Using a normal compression algorithm:

    $ zstd --train trainpart.* -o dictionary
    Save dictionary of size 112640 into file dictionary

    $ zstd -vD dictionary text.txt 
    *** Zstandard CLI (64-bit) v1.5.5, by Yann Collet ***
    text.txt             : 15.41%   (   170 KiB =>   26.2 KiB, text.txt.zst)
For this example, ZSTD warns that the dictionary training set is 10X-100X too small to be efficient. Realistically, I guess you'd train it over E.G. the entire Gutenberg library. Then you can distribute specific books to people who already have the dictionary.

Or:

    $ curl -L https://archive.org/download/completeworksofl1920carr/completeworksofl1920carr_hocr_searchtext.txt.gz |
        gzip -d |
        sed -E 's/\s+/ /g' > FullTextsSample.txt

    $ zstd -v -19 --patch-from FullTextsSample.txt text.txt
    text.txt             : 16.50%   (   170 KiB =>   28.1 KiB, text.txt.zst)
Not sure how much performance would drop for realistic use. But there are also some knobs you can tune.

Refer to:

https://github.com/facebook/zstd/#dictionary-compression-how...

https://github.com/facebook/zstd/wiki/Zstandard-as-a-patchin...

    $ man zstd
- Dictionary occupies only kilobytes or megabytes of storage, instead of gigabytes or terabytes.

- Dictionary can be re-trained for specific data at negligble cost.

- Compression and decompression are deterministic by default.

- Doesn't take large amount of GPU resources to compress/decompression.

- This is actually designed to do this.



Interesting you're showing 15% - 16%, and the LLM technique showed 15%.*

(To your point, one of those measures isn't including gigabytes of LLM in its size savings, as if it's part of the .exe size instead.)

* EDIT to link to discussion further down: https://news.ycombinator.com/item?id=40245530


> Interesting you're showing 15% - 16%, and the LLM technique showed 15%.*

Yeah. But I don't think it's hinting at any fundamental theoretical limit.

Both the LLM and my examples were trained on data including the full text of Alice in Wonderland, which we're "compressing". Probably many copies of it, for the LLM. In theory they should both be able to reach 0% (or very close).

So both the blog post and my examples are a bit silly— Like "losslessly compressing" an image by diffing it with a lossy JPEG, then claiming a higher compression ratio than PNG/JPXL because the compression program is a 1TB binary that bundles Sloot-style blurry copies of every known image.

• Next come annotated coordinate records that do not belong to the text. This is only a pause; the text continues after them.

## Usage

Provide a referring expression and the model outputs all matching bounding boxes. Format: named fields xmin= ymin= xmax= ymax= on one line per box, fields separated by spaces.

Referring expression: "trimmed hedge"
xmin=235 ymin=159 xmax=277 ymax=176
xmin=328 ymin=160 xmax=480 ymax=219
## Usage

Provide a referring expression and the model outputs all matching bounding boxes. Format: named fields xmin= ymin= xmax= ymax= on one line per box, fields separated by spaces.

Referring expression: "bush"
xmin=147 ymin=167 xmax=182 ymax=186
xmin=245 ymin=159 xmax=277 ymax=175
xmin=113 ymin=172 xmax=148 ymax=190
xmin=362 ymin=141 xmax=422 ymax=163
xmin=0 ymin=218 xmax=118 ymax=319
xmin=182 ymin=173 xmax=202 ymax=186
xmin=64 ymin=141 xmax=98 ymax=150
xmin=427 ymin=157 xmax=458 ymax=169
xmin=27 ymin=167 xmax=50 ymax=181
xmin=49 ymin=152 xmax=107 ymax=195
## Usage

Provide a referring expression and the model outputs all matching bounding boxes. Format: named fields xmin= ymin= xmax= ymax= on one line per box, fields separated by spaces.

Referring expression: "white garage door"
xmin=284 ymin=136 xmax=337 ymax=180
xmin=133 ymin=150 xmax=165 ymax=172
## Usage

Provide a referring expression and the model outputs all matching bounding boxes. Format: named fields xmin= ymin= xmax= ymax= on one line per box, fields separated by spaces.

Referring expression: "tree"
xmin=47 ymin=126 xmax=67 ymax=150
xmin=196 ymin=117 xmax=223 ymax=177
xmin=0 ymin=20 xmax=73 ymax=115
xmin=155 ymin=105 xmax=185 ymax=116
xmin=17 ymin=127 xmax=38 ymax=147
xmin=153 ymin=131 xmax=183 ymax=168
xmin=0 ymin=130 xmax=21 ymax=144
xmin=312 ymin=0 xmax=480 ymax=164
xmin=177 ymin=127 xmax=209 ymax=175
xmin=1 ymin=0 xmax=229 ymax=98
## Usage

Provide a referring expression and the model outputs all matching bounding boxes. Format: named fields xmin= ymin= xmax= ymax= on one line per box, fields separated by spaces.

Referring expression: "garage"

In fact, by just adding `--maxdict=1MB` to my first example, `zstd -D` gets down to 13.5%. Probably lower with further tweaking. And adding an explicit `cat text.txt >> FullTextsSample.txt` brings `zstd --patch-from` down to… Uh. 0.02%. 40 bytes total. …And probably around a third of that is headers and checksum… So… Yeah. A bit silly.

I think a better comparison should probably:

- Have a clean separation between training data, and data to be compressed. Usually the compressed data should be similar to, but not included in, the training data.

- Use the same training data for both the LLM and conventional compressor.

- Include the dictionary/model size. And compare methods at the same dictionary/model size.

Also, as an aside, the method in the blog post could probably also get smaller by storing token probability ranks for most of its current explicit letters.


I am so glad I read your comment, so faschinating!